NVIDIA AI Cluster Runtime

Type: Tool Tags: NVIDIA, AI Cluster Runtime, AICR, Kubernetes, GPU Operator, validated stack, runtime recipe, AI cloud Related: NVIDIA-Cloud-Accelerator-NCX, NVIDIA-GPU-Operator, NVIDIA-Network-Operator, NVIDIA-Cloud-Native-Technologies, NVIDIA-Run-ai, NVIDIA-NVSentinel, NVIDIA-Project-GPUd Sources: https://docs.nvidia.com/ncx/index.html; https://github.com/NVIDIA/aicr Last Updated: 2026-04-29

Summary

NVIDIA AI Cluster Runtime (AICR) is an open NVIDIA project for reproducible GPU-accelerated Kubernetes cluster runtime recipes. NCX describes it as a canonical, continuously validated definition of the NVIDIA-accelerated Kubernetes runtime. The public repository explains that AICR captures known-good combinations of drivers, operators, kernels, and system configurations and publishes them as version-locked recipes for Helm, Argo CD, and other deployment frameworks.

Detail

AICR addresses a practical AI infrastructure problem: GPU Kubernetes clusters fail in subtle ways when kernel versions, drivers, container runtimes, Kubernetes versions, and operators drift out of validated combinations. AICR packages those combinations into recipes so operators can generate, query, and validate consistent deployments.

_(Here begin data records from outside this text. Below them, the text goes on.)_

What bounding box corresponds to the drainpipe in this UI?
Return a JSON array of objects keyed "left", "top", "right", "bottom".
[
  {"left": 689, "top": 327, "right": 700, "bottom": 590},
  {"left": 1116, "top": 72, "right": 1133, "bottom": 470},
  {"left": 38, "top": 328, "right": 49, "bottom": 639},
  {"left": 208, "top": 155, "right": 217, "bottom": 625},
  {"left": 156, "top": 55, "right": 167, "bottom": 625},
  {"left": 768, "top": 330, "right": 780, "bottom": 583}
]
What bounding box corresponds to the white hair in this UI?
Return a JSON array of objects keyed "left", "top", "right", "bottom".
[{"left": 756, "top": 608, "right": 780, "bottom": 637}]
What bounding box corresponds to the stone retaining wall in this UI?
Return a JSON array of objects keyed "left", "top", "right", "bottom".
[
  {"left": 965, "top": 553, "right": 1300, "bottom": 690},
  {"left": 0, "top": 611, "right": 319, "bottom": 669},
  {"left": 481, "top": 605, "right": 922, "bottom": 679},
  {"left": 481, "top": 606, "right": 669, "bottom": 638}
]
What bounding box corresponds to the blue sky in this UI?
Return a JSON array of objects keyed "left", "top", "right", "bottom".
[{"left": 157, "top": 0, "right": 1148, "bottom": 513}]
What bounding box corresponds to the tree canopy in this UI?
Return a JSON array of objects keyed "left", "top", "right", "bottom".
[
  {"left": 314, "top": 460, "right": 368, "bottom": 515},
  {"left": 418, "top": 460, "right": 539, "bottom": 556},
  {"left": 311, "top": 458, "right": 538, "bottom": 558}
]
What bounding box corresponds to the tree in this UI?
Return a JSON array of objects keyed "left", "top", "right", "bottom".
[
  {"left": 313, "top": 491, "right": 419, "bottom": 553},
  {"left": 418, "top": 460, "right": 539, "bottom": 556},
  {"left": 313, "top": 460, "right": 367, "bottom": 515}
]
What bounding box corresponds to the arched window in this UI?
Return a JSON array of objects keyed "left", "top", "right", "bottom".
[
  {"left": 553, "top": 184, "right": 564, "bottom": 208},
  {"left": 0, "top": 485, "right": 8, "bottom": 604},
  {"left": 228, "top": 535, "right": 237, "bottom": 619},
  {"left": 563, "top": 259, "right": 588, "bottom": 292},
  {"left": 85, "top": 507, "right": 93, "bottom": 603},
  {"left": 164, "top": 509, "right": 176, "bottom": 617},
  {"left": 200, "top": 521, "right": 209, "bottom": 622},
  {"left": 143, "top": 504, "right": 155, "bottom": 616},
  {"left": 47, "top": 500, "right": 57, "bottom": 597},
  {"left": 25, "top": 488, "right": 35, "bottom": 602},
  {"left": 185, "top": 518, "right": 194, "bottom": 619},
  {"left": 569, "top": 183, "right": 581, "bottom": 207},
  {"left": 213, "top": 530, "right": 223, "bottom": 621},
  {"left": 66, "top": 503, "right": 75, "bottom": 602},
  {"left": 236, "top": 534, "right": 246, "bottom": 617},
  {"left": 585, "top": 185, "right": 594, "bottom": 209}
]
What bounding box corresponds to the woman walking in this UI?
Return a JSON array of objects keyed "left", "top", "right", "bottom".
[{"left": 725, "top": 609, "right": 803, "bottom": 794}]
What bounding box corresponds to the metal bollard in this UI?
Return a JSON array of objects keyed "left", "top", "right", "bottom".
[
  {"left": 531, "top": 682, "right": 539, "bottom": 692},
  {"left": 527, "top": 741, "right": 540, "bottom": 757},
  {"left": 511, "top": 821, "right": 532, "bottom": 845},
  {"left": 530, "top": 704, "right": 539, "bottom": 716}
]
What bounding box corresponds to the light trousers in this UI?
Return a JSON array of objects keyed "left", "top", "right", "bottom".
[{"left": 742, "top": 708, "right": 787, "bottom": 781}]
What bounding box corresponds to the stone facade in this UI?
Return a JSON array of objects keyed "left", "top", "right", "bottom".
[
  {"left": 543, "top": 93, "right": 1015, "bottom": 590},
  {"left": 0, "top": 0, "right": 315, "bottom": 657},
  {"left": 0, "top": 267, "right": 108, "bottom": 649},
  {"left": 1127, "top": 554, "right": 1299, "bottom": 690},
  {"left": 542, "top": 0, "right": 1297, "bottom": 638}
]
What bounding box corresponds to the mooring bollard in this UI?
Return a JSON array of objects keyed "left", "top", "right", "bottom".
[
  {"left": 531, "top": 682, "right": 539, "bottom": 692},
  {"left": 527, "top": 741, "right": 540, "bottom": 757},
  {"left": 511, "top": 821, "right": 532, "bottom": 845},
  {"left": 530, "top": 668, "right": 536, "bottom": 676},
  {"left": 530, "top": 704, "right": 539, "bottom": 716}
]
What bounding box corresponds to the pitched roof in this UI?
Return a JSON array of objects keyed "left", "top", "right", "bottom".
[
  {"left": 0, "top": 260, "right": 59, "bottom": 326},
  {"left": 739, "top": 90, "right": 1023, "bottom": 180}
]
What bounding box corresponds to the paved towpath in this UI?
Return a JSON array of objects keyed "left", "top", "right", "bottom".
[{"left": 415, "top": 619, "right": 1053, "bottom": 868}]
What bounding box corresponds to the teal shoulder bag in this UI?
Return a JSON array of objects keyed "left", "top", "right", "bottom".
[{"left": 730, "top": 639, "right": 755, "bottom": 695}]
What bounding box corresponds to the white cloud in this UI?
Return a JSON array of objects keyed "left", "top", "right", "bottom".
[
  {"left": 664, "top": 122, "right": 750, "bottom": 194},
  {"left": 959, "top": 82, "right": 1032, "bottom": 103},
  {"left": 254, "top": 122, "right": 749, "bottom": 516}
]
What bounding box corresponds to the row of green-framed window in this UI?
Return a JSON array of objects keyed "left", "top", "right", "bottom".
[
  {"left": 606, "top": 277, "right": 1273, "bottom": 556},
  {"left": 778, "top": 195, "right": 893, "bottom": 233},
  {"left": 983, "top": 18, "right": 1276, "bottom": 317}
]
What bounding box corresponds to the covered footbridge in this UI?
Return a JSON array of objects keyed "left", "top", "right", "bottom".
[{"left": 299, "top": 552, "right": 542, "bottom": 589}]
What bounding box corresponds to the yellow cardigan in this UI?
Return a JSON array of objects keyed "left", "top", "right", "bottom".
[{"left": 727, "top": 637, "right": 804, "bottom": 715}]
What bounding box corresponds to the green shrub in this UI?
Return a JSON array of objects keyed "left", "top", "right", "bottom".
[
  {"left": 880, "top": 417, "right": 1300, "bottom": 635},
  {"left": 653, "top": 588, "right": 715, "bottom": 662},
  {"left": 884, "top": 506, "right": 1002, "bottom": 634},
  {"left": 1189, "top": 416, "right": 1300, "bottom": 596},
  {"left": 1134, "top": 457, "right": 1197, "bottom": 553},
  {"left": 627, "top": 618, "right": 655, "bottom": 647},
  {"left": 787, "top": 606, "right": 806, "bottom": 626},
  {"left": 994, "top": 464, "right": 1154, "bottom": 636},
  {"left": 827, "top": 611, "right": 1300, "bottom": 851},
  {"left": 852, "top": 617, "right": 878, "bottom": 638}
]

The public README describes AICR recipes as optimized for specific hardware, cloud, OS, and workload intent; validated through automated constraint and compatibility checks; and reproducible from the same inputs. Example workflows include taking a cluster snapshot, generating a recipe for service/accelerator/OS/intent/platform combinations, querying hydrated configuration values, and validating a recipe against a snapshot.

Connections

Source Excerpts

  • “AI Cluster Runtime provides a canonical, continuously validated definition.”
  • “captures known-good combinations of drivers, operators, kernels, and system configurations”